Wenn ein Mann jedoch an ein Urinal tritt, dann geht eine Vielzahl an Möglichkeiten auf. Zumindest dann, wenn mehr als zwei Urinale vorhanden sind. Der Schweizer Durchschnittsmann tritt wohl – wie der durchschnittliche Schweizer Zugfahrende sich in jenes Abteil setzt, in dem er allein ist – an jenes Pissoir, das am weitesten von einem entfernt ist, das bereits benutzt wird; keinesfalls stellt er sich bei drei und mehr Urinalen in die Mitte. Wenn nur noch zwei Schüsseln frei sind, wählt er diese neben einem Urinierer, der fast fertig zu sein scheint. Wenn er das Pissoir männerleer vorfindet, löst er sein Wasser mit dem grösstmöglichen Abstand zur Türe. Er meidet Blickkontakte, Gespräche und Berührungen.

Ihn muss ich nicht gross vorstellen: Er ist der typische Schweizer, der sich in der Freizeit ab und zu etwas traut, aber relativ brav seinem Beruf nachgeht und wohl auch Kinder hat wie den Wunsch nach einem Eigenheim, egal, ob Wohnung oder Haus.

Der Du-Sager

Er geniesst das Fehlen der Rangunterschiede, indem er alle herzlich duzend begrüsst und verabschiedet. Gerne fragt er bei der Gelegenheit auch gerade mal nach einer Zigi. Er sucht jedoch nicht zwingend das lange Gespräch, die persönliche Grussfloskel-Möglichkeit verschafft ihm schon genügend Genugtuung.

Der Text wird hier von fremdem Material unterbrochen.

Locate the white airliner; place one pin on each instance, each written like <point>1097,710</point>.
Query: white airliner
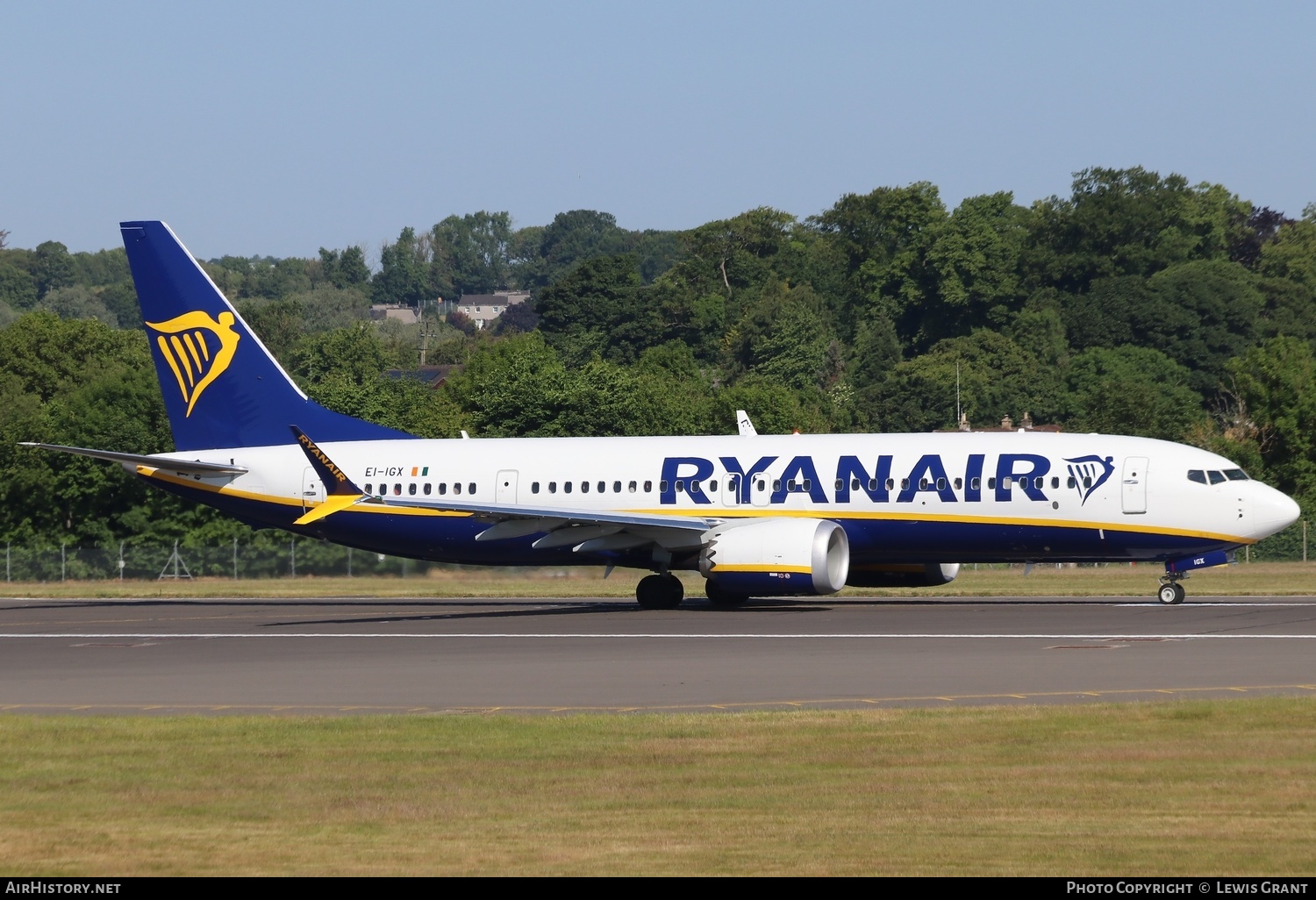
<point>755,515</point>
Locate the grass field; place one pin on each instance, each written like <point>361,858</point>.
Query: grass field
<point>1192,789</point>
<point>1244,579</point>
<point>1184,787</point>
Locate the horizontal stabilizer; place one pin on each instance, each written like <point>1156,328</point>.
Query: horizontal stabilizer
<point>132,461</point>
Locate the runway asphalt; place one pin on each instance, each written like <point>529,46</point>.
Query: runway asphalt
<point>536,655</point>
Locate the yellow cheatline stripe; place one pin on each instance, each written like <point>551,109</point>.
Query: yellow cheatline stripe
<point>329,507</point>
<point>758,512</point>
<point>747,568</point>
<point>837,515</point>
<point>152,471</point>
<point>173,365</point>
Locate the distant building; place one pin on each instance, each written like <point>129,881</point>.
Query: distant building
<point>483,308</point>
<point>1007,424</point>
<point>395,312</point>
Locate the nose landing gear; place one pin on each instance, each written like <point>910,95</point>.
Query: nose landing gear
<point>1171,594</point>
<point>660,592</point>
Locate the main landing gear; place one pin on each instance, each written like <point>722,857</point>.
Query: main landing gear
<point>1171,594</point>
<point>721,597</point>
<point>660,592</point>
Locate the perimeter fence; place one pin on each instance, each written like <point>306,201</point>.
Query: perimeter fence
<point>128,561</point>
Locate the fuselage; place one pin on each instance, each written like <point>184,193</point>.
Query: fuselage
<point>900,497</point>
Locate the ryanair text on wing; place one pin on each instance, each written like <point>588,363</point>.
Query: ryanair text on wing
<point>1012,471</point>
<point>318,454</point>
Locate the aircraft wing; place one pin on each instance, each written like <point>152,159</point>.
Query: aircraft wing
<point>579,528</point>
<point>131,461</point>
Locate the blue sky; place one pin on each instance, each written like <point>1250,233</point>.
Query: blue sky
<point>278,128</point>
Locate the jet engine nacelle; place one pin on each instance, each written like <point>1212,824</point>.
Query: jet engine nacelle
<point>776,557</point>
<point>903,575</point>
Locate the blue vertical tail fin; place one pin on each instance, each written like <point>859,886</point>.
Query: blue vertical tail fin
<point>223,387</point>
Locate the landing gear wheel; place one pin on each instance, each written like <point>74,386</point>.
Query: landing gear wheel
<point>660,592</point>
<point>721,597</point>
<point>1171,594</point>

Hier haben wir es mit einem etwas lockereren Mann zu tun, der aber in den Ferien auch gerne mal einen Tag mit gerade eben angetroffenen Bierkollegen verbringt, statt mit seiner Partnerin. Wenn man daran nichts Schlimmes findet und frau die Lockerheit auch beim Geld-Pumpen nicht stört, ist die Kombination sicher recht angenehm.

Der Geniesser

Er wartet, bis er ordentlich Druck auf der Blase verspürt. Dann geht er behaglich zur Toilette und schliesst die Türe leise, zelebriert den Auspackvorgang und lässt langsam und bedächtig Wasser. Dabei lehnt er sich gerne etwas zurück (der Kopf geht etwas nach hinten, die Augen rollen nach oben an die Decke) und gibt anerkennende Geräusche von sich. Das Abschütteln am Ende erledigt er besonders gründlich, das Einpacken erfolgt langsam und bedächtig. Er verlässt die Toilette mit einem zufriedenen Lächeln und federndem Schritt.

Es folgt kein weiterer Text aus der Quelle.